About three or four years ago, we did a quick 9 day tour up in Scotland.
Up to Inverness and across to Isle of Skye for a few days.
Then onto Plockton where we were disappointed as in our opinion, it was nothing special and Skye was nicer.
Can't help with campsite's as we wilded for the duration.


----------



## claydon59 (Nov 5, 2009)

Called in on our way back from Skye this summer and would agree that there is not much there apart from a stunning view and on a good day which we had a good lunch sat outside the local pub looking across the bay, worth calling in, we were in an 8m motorhome and had no issues at all, did not see any campsites though.


----------



## 113016 (Jun 5, 2008)

We thought the views were much nicer from Skye  
Maybe as we used to live in Devon, with its quaint little villages, Plockton was nothing special


----------



## blondel (Jun 12, 2005)

Went to Sky and Plockton on same trip a few years ago. Couldn't see anything on Sky for the midges late afternoon bridge across and 1st ferry off. Even the dog couldn't stand it. Plockton was great for a day visit. Went out on the boat, had lunch in the pub and generally enjoyed the place and the fact that there were no midges!
Would nevertheless like to go back to Sky but probably would have to go in mid winter with snow on the ground.
I am one of those who react badly to bites so it is a real concern.

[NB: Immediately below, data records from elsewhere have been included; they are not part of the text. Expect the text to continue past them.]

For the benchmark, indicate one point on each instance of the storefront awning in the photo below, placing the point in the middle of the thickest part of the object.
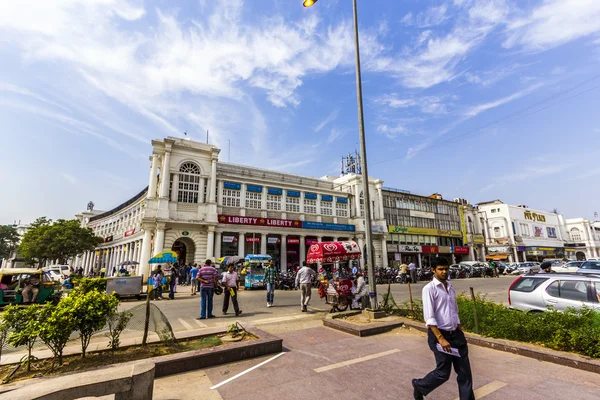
(329, 252)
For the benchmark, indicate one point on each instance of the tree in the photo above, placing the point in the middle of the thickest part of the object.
(8, 240)
(60, 240)
(90, 312)
(24, 326)
(55, 327)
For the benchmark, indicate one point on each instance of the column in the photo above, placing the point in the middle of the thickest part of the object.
(302, 249)
(159, 239)
(145, 254)
(201, 189)
(241, 244)
(263, 243)
(210, 242)
(153, 172)
(165, 175)
(283, 260)
(384, 251)
(175, 187)
(218, 241)
(213, 181)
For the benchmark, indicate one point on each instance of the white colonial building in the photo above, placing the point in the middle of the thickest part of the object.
(583, 240)
(205, 209)
(518, 233)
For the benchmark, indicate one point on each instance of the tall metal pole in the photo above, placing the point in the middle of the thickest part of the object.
(363, 167)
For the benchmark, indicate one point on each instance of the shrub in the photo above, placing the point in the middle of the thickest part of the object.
(117, 322)
(90, 311)
(56, 324)
(24, 326)
(87, 284)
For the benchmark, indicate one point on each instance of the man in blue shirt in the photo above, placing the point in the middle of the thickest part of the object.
(193, 274)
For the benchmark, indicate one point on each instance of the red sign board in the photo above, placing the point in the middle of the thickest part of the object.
(429, 249)
(236, 220)
(461, 250)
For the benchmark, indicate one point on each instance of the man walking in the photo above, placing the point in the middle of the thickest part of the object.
(230, 282)
(444, 336)
(412, 269)
(207, 276)
(269, 280)
(304, 280)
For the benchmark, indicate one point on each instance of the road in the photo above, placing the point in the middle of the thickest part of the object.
(321, 363)
(184, 309)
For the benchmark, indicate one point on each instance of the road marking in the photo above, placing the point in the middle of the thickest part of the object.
(248, 370)
(355, 361)
(185, 324)
(487, 389)
(200, 324)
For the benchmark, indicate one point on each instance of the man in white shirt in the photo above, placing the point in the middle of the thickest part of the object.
(440, 312)
(304, 280)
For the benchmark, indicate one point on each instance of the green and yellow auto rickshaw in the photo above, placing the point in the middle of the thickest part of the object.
(13, 281)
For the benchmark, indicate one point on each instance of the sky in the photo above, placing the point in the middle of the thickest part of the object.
(481, 100)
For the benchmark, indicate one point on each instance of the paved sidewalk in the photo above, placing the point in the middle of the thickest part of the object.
(323, 363)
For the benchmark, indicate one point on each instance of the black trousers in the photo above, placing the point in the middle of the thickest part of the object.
(444, 363)
(228, 295)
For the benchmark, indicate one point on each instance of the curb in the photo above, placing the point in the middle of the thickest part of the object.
(526, 350)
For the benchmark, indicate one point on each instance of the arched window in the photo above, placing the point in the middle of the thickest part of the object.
(189, 183)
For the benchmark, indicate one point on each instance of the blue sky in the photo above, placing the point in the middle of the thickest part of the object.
(474, 99)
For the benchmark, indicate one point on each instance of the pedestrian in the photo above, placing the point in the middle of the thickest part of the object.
(412, 269)
(304, 281)
(230, 282)
(444, 336)
(157, 276)
(195, 283)
(403, 272)
(269, 280)
(208, 277)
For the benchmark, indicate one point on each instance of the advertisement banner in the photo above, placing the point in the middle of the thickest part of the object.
(236, 220)
(409, 230)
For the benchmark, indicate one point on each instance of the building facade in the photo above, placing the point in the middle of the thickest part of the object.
(518, 233)
(205, 209)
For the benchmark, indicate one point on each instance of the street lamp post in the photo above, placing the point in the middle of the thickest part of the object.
(363, 161)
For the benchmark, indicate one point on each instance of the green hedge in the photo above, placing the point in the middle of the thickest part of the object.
(573, 330)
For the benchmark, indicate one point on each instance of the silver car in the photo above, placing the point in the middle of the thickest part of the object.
(589, 267)
(540, 291)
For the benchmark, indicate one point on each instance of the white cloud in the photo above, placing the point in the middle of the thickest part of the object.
(69, 178)
(476, 110)
(553, 23)
(330, 118)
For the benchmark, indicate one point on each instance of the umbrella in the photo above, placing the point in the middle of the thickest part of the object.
(128, 263)
(164, 257)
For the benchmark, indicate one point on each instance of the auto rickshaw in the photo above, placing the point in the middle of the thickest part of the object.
(12, 283)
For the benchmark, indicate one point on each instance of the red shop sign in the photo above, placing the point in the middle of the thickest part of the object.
(461, 250)
(429, 249)
(236, 220)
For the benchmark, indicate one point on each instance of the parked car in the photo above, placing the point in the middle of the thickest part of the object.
(589, 267)
(526, 268)
(568, 268)
(559, 291)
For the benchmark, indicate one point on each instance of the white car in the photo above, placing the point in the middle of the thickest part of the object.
(568, 268)
(58, 272)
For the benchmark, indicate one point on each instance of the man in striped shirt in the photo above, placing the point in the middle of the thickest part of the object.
(207, 275)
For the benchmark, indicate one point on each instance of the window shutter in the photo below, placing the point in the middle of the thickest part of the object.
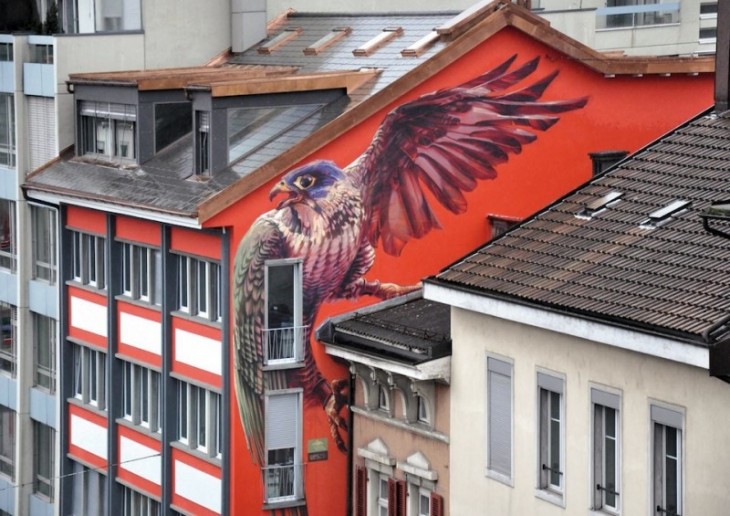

ps Went to the Camargue in late October in the mistaken impression that mozzies would not be too much of a problem then - I was wrong!


----------



## Kev1 (Apr 4, 2011)

We went to Plockton end of Sept 2011
We stopped overnight in the car park on the front
It said no over nighting but it was quiet and I asked at the chip shop
if it would be ok


No prob had a drink in the pub 100yards away


----------



## Pard (May 1, 2005)

The mention of Plockton brings back memories of camping in a hired Bedford CF Inca some 35 years ago. 

We stopped overnight there on the small campsite (is it still there?) and, being distrustful from experience of my wife's habit of misplacing keys, didn't let her take one. Well, inevitably when we went for an evening stroll, I managed to lock the keys inside. After calls to the AA who wouldn't come as we were too far away, a kindly and inventive fellow camper produced an old wire hanger and managed to effect entry. 

Delightful place though.

Have I been allowed to forget the event? Oh no - despite the number of keys misplaced by SWMBO since. She knows that I know that if I comment...


----------



## Solwaybuggier (Mar 4, 2008)

We called there last year - village itself was fine but the road to it (I think we came from Strome Ferry direction) was a bit unnerving - pretty narrow and there was quite a lot of heavy traffic on it. At one point passing was *very* tight.


----------



## Kev1 (Apr 4, 2011)

we camped about half a mile outside Plockton somewhere near a crossroad junction about 35 years ago
i think it's now got houses built on the spot.
kev


----------



## Spiritofherald (May 18, 2012)

I've been to Plockton a few times and agree there isn't much there, but if you go wandering on foot it is a nice place to be with a couple of pubs selling decent food. Do watch out for cattle when driving as they are allowed to roam the streets freely. I would recommend parking before entering the sea front road as it is narrow and doesn't go anywhere anyway.

While you're in the area, and if you're in a car, then I would recommend taking the Drovers Road to Applecross. It's about 35 miles form Plockton but allow 1.5 hours as it's not an easy route. It's a fantastic road but probably not good with a large motorhome! Applecross is a nice place to visit too with a great cafe and plenty of views and seal spotting opportunities. If the pass scares you then there is an alternative, but longer route via Shiedaig. Take a look at this if you have never been there, FANTASTIC -

http://www.google.co.uk/search?q=Be...&ei=V3jAULrqLKbX0QG04IDoAw&sqi=2&ved=0CCwQsAQ


----------